HERALD: Harm Evaluation and Risk Assessment for Language Detection

Abstract

This study evaluates gpt‑oss‑20b’s ability to detect harm‑related crisis situations and to escalated high‑risk conversations in mental‑health contexts. Using a synthetic dataset of 1 000+ conversations across five risk categories, we assessed the model’s performance across different reasoning effort levels. Results show mixed performance with acceptable recall for high‑risk situations (75–79%) but concerning gaps in low‑risk detection (23–27% recall). The findings reveal critical safety limitations that require attention before deployment in mental health applications.

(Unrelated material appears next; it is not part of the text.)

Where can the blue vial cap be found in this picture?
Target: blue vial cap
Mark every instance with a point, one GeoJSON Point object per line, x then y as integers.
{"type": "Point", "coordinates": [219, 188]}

Keywords: large language models, suicide prevention, harm detection, mental health, AI safety

Warning: This document discusses suicide, self‑harm, and violent language. This is not peer-reviewed.

1.  Importance

Deaths by suicide claim the lives of nearly one million individuals every year, making it a significant global health concern (Holmes et al., 2025; Atmakuru et al., 2025). With a shortage of trained mental‑health professionals, more companies are platforming large language model (LLM) chatbots for mental‑health support. These chatbots are primarily intended as adjuncts for self‑care, emotional wellness, and psychoeducation—not replacements for professional therapy (Stade et al., 2024; Kang et al., 2025).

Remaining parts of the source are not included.